# maxtor basics portable hard disk problem



## rohimirre (Aug 8, 2008)

hi just have a simple problem with my "maxtor basics portable hard disk" it has 320GB,,, and it has a 3 head usb cable,, one with a smaller size that goes to the hard disk, and the other two usb in the computer one has "data+ power" written on it and the other has "power" written on it,,, from the manual it said that i should insert those two usb ends to my computer,,

i did that and the led from the hard disk started blinking,, i waited until my computer recognized the hard disk, then a window appeared asking me to install something, i think it's about a driver,,, but i dont have a cd, and i dont know where to get it,,, the hard disk came without a cd, just the hard disk itself and the usb cables,,,

can anyone help me install that driver needed to make my maxtor basics portable hard disk work,,,

i have a windows xp sp2, video card: sapphire radeon 9200SE atlantis

thank you,,, good day,,


----------



## Rich-M (May 3, 2006)

Use only the main usb plug in a usb port, the second one is really more for use with an underpowered laptop and there should be no need of driver as they are native to XP.


----------



## rohimirre (Aug 8, 2008)

uhhmm i tried that, but the window still comes up, it still asks me to install a software for the usb device,,,

by the way, the usb cable that came along the hard disk was a 3 head usb, the 1st one has the "data+ power" thing written on it, then the cable extends in two parts (two separate cables) the other end was the other usb that has "power" written on it, and the other end of the separate cable has the smaller usb that connects to the hard disk,,, (just wanted to clear that)


----------



## rohimirre (Aug 8, 2008)

uhmm just a bump for my thread,, it's been some days now since i last posted here,, so i guess it's ok if i post another reply to make my thread go up the list,,, thank you,,

anyway, i still have the problem with my maxtor basics portable 320GB external hard disk,,


----------



## fairnooks (Oct 1, 2007)

When you cancel out of the message that appears can you then go to My Computer and does the drive show up? If no drive, right click on My Computer ICON (or in start menu) and choose Manage>>Storage>>Disk Management. Does the drive show up there?
If so right click on the drive and choose open or explore and if there's some sort of executable file already on the drive that's probably what is trying to install, usually some sort of backup program, which you may or may not want to install. There shouldn't be anything you NEED to install and you can just delete those files if you wish or format the drive and assign it a drive letter, which is a good protocol to follow after something has been shipped from a warehouse and bounced around a little.


----------



## Rich-M (May 3, 2006)

Have you checked the bios to see to it it is set for usb 2.0 and all usb ports are enabled?


----------



## drbali (May 6, 2007)

I bought a Maxtor Basics External drive earlier today in Bali (Indonesia). Got home, plugged the "Power and Data" USB cable in and it works fine.

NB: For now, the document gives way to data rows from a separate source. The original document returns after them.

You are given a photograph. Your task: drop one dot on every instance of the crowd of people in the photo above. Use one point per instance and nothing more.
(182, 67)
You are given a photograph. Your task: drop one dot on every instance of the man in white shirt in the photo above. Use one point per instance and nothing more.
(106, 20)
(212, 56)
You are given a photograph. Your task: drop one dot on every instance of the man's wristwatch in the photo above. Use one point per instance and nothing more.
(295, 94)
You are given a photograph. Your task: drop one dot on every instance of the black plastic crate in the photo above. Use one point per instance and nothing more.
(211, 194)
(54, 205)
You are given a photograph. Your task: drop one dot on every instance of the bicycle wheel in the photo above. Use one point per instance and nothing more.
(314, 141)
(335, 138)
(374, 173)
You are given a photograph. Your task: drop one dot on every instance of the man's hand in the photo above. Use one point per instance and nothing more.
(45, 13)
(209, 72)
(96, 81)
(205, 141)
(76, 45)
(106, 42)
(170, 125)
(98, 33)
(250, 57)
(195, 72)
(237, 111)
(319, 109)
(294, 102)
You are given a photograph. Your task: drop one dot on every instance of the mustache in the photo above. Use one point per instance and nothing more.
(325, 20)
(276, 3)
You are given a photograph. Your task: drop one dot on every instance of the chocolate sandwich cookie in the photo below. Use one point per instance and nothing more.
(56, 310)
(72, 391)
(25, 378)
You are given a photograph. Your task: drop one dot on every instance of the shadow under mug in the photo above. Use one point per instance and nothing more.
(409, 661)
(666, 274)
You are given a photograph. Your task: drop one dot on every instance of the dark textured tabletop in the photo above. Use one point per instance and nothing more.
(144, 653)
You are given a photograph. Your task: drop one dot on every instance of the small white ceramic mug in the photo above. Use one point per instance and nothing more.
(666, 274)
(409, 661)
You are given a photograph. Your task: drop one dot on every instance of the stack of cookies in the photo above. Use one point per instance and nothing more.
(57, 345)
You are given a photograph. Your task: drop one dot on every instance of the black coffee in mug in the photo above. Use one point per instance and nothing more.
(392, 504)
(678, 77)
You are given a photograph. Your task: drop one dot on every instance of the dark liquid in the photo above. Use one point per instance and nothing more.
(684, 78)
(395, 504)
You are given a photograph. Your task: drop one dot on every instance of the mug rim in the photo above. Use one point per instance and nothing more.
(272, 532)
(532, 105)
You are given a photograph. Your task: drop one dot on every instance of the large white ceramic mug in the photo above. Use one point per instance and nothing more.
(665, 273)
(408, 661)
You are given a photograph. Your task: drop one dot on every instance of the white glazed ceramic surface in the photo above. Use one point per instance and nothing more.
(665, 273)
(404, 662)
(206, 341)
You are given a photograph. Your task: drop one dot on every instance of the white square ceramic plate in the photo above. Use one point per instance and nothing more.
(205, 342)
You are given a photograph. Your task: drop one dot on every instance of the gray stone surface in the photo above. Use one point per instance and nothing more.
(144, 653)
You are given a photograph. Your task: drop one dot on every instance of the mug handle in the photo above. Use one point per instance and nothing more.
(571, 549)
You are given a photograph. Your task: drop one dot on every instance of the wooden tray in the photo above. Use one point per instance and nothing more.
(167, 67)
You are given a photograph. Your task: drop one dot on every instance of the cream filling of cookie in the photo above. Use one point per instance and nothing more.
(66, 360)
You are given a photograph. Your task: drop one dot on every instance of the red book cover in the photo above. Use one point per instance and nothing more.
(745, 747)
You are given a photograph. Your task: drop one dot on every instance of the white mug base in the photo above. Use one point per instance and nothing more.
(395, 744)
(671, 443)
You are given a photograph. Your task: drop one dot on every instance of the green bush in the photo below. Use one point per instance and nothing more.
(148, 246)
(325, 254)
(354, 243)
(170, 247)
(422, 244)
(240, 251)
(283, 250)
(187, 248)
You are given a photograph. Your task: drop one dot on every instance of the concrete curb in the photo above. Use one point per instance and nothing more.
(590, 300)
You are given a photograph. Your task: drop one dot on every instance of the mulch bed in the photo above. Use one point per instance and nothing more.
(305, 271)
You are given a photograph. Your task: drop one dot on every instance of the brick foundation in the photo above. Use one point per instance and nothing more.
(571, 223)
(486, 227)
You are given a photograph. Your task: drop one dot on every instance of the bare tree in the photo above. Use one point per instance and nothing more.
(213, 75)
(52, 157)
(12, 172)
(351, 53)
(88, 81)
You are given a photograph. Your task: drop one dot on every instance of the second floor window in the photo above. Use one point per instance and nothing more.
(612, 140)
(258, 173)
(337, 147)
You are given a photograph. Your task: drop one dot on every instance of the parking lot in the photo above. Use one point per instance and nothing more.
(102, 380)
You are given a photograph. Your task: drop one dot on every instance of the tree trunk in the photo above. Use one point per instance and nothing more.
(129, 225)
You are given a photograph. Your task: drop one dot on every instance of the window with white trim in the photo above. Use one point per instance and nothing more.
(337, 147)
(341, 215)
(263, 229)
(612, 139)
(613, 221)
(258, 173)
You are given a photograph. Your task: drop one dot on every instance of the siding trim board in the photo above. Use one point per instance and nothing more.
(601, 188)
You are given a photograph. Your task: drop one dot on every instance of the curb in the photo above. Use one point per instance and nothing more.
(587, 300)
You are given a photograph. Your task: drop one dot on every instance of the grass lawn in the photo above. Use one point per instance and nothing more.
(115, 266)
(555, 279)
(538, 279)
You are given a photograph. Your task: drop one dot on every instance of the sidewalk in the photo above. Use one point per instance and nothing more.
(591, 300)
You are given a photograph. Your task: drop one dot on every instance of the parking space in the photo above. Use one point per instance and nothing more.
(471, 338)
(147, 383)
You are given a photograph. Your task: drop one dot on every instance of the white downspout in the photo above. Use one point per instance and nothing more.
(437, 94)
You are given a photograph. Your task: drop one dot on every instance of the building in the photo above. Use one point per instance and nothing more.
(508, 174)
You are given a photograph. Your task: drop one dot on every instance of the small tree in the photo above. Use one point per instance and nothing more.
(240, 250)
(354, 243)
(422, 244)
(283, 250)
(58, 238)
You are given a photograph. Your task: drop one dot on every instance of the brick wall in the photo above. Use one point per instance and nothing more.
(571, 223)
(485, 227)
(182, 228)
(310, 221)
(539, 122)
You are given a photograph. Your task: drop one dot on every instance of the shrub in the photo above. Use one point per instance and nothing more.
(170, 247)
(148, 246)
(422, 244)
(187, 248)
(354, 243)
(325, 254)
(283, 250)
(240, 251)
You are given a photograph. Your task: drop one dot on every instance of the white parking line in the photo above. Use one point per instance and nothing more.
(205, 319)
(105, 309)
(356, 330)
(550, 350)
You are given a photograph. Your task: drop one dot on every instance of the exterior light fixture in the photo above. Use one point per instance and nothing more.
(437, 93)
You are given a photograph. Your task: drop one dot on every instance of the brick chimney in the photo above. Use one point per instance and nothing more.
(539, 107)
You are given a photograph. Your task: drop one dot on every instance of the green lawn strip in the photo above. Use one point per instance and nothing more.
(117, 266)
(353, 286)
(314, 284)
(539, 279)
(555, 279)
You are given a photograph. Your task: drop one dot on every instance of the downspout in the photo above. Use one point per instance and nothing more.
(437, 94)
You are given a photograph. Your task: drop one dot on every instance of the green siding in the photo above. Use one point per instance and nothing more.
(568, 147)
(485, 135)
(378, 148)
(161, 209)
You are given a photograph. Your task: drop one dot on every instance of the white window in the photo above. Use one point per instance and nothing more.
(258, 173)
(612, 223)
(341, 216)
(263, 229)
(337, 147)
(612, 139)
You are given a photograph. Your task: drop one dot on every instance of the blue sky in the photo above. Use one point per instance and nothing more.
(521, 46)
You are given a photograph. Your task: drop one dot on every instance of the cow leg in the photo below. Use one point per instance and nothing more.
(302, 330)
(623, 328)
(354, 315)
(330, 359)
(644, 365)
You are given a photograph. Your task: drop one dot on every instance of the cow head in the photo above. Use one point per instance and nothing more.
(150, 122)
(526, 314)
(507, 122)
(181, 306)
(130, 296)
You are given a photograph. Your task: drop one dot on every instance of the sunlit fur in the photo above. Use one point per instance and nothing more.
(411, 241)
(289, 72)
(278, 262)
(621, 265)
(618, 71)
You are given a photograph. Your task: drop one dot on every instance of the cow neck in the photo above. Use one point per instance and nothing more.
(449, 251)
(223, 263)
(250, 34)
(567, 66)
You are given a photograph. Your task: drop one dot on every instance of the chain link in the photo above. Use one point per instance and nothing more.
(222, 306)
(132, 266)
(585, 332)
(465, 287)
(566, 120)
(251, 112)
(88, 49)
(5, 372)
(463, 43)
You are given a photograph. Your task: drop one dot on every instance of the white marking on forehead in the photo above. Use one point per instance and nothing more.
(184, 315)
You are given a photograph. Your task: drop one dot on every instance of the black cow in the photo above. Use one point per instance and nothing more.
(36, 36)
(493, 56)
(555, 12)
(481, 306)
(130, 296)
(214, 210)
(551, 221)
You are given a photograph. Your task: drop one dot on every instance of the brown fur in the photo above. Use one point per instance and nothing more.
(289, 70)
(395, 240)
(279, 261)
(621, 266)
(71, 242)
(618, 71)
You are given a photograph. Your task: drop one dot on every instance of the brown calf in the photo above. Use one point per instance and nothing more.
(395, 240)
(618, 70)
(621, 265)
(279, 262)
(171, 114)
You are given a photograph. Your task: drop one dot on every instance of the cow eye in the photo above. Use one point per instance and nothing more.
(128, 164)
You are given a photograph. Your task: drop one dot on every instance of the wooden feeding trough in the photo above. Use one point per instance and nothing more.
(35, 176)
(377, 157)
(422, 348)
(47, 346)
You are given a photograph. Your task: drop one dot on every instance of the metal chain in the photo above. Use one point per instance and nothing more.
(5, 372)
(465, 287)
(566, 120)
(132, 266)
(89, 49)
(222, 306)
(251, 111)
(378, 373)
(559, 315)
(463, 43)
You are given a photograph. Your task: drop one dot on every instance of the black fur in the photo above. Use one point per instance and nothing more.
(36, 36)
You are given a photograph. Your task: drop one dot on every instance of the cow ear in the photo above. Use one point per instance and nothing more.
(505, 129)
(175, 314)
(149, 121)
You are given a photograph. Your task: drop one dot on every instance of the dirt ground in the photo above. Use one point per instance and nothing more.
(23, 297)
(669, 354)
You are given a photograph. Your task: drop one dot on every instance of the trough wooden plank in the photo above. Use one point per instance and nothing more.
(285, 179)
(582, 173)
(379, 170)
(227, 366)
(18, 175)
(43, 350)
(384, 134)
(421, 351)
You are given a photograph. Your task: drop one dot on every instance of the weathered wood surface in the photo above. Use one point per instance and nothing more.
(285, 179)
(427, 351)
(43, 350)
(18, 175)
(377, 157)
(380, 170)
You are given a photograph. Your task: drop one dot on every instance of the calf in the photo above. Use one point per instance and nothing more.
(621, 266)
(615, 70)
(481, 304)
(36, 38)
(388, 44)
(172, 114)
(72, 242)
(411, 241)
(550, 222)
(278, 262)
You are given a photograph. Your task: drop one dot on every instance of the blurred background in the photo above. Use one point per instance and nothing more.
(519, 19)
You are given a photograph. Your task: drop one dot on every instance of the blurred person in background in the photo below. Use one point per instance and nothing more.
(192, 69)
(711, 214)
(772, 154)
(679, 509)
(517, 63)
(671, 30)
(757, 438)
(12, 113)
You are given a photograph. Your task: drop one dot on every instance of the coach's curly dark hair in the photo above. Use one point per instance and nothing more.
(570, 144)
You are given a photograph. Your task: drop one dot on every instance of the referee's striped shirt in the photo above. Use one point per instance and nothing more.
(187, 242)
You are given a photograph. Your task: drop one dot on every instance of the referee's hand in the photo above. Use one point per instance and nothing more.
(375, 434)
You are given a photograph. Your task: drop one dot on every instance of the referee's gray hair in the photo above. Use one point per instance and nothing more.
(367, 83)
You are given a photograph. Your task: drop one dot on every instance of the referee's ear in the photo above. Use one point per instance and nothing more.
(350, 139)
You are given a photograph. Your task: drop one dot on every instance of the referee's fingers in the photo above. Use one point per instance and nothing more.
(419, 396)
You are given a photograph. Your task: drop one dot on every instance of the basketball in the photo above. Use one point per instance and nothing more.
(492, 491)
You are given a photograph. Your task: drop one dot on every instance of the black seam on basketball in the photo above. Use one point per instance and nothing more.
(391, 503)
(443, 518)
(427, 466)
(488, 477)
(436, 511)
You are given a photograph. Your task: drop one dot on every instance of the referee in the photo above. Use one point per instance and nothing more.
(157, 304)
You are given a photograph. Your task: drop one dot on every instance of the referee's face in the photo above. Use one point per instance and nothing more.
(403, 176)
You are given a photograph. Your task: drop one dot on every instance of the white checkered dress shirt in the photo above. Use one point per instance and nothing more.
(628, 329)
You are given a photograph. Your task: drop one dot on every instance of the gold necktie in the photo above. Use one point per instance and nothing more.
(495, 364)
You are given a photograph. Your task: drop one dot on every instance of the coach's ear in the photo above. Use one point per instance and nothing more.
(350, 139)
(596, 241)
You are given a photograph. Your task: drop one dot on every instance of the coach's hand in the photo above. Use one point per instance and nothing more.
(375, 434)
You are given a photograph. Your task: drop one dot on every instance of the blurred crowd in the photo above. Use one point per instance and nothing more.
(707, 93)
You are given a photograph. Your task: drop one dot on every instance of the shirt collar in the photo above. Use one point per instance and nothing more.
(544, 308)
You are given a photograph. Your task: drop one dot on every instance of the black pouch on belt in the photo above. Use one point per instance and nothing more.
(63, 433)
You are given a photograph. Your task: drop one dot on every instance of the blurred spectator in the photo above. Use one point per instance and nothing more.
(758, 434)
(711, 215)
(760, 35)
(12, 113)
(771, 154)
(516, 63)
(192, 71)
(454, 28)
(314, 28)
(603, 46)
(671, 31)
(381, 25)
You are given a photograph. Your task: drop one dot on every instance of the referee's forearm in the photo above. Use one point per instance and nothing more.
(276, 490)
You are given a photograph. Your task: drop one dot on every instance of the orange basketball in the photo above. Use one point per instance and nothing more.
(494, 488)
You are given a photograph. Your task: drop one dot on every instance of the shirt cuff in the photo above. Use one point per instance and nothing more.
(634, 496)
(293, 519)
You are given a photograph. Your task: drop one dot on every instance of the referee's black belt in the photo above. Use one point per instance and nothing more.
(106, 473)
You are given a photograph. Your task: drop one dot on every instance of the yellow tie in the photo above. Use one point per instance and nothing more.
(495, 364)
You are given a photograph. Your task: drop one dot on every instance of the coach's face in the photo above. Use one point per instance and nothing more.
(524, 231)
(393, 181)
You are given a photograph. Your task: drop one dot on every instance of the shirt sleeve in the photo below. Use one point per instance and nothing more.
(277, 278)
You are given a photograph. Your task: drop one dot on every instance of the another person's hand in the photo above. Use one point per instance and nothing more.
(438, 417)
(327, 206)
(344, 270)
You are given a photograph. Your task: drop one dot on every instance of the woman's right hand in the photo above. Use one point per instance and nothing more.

Oh - my instructions said to plug the "Power and Data" cable in *first*, then the "Power" one (I guess, only if needed).

As *fairnooks* above said:
"_There shouldn't be anything you NEED to install._"

_Maybe_ your USB port is flaky - have you tried another one? Or check your BIOS that USB ports are enabled. Also, click the "Refresh" button in the "View" menu of Windows explorer.

My only "problem", so far with this drive and a bigger Seagate SATA I bought last week, is how to register them for warranty purposes.

If nothing works, it's possible your drive/cable is faulty to begin with. I hope not.

Good luck.


----------